More than 40 per cent of police work comes down to solving alcohol-related incidents. Usually between 9pm and 3am.

The 3am-5am closing times have been a hot political potato since their inception. Recent moves to extend hotel closing times to 3am at some venues, including the Gold Coast, met spirited community, police and political resistance.

Surfers traders believe their safety record is superior to Brisbane’s. Fair enough - there was a death plus a severe bashing recorded at Fortitude Valley in recent weeks.

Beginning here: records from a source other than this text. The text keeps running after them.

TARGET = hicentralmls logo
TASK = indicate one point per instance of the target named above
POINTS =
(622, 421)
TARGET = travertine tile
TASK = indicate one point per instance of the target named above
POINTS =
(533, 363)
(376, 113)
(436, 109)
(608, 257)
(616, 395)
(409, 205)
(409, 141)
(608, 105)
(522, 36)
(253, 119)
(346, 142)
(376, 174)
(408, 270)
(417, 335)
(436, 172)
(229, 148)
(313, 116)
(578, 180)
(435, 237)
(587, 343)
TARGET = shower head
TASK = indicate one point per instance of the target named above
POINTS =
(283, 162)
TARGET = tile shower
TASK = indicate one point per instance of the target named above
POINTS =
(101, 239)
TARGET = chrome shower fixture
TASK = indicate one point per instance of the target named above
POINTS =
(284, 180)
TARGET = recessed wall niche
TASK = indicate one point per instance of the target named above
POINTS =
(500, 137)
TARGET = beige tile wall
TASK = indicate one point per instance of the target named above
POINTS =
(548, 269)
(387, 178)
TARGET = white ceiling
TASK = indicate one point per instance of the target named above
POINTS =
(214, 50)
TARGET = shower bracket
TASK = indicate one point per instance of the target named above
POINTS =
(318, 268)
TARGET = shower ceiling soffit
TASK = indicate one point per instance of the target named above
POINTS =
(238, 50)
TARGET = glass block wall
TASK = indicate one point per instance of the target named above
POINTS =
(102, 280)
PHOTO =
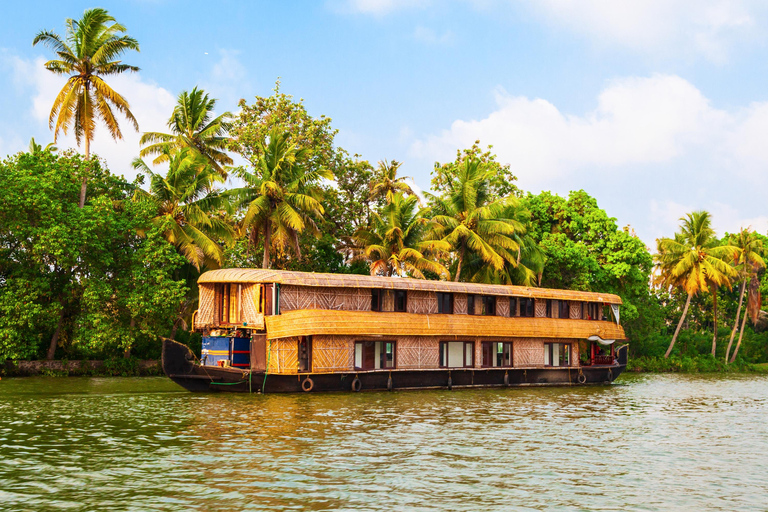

``There is plenty of evidence that selling liquor until sunrise is taking a high toll on our youth,’’ said Mr Leavers. ``Too many people have been severely bashed, injured, maimed and disfigured all in the mistaken belief that swilling alcohol until dawn somehow makes us internationally superior. They are ending up in watchhouses, courts, ambulances and our hospital at an alarming rate.’‘

The police view is that often these are otherwise sensible young men and women stupid on the grog.

``I know nightclub owners and publicans will not be happy with our submission. However it’s time to put the interests of the wider community before the licensees’ desire to fill their tills for the maximum number of hours,’’ said Mr Leavers.

The Ambulance Union also backs the police campaign. Not surprising when their paramedics are called in to clean up one drunken brawl after another.

``(They’re) Run off their feet,’’ according to Mr Leavers.

While there is speculation about introduction of a national 2am closing time for nightclubs, the Queensland Government will bide its time until it receives the Law, Safety and Justice Committee report.

Damning alcohol statistics seldom are far from the federal news lists with Senator Steve Fielding reporting this week that more than 3000 Australians have died each year for a decade with alcohol-related conditions. The Herald-Sun in Melbourne noted yesterday that alcohol-related hospital attendances are rising by 30 per cent.

The Bligh Government crack-down on assaults with liquor glasses is backed by statistics of up to 55 incidents at 41 Queensland premises over 12 months.

Even sales of champagne and wine by the bottle look set to be swept up in the glass ban at up to 74 `high-risk’ Queensland venues from December 1. This includes eight prominent Gold Coast venues.

In other moves, a linked ID scanner network across Queensland’s major entertainment precincts such as Surfers Paradise and the Valley will be investigated. The system speeds up the automatic exclusion of troublemakers.

All the above would tend to suggest that the year 2007’s 17-point plan from former premier Peter Beattie to reduce grog violence went flat.

On average 16,000 Australians are locked up for drunkenness every year.

We cannot blame it all on schoolies or Peter Beattie. For instance, bars at Flemington racecourse on Melbourne Cup day will be licensed to open at 6am.